Mutant Z alpha-1 antitrypsin (ATZ) accumulates in globules in the liver and is the prototype of proteotoxic hepatic disease. Therapeutic strategies aiming at clearance of polymeric ATZ are needed. Transient receptor potential mucolipin-1 (TRPML1) is a lysosomal Ca channel that maintains lysosomal homeostasis. In this study, we show that by increasing lysosomal exocytosis, TRPML1 gene transfer or small-molecule-mediated activation of TRPML1 reduces hepatic ATZ globules and fibrosis in PiZ transgenic mice that express the human ATZ. ATZ globule clearance induced by TRPML1 occurred without increase in autophagy or nuclear translocation of TFEB. Our results show that targeting TRPML1 and lysosomal exocytosis is a novel approach for treatment of the liver disease due to ATZ and potentially other diseases due to proteotoxic liver storage.
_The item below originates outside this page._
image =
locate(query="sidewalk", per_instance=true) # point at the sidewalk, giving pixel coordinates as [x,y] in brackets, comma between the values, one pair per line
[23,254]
突变型Zα-1抗胰蛋白酶(ATZ)在肝脏中积聚成小球,是蛋白毒性肝病的典型代表。需要有针对清除聚合型ATZ的治疗策略。瞬时受体电位黏脂质1(TRPML1)是一种溶酶体钙通道,可维持溶酶体的稳态。在本研究中,我们表明,通过增加溶酶体胞吐作用,TRPML1基因转移或小分子介导的TRPML1激活可减少表达人ATZ的PiZ转基因小鼠肝脏中的ATZ小球和纤维化。TRPML1诱导的ATZ小球清除过程中,自噬或转录因子EB(TFEB)的核转位并未增加。我们的结果表明,靶向TRPML1和溶酶体胞吐作用是治疗由ATZ引起的肝病以及可能由蛋白毒性肝脏蓄积引起的其他疾病的一种新方法。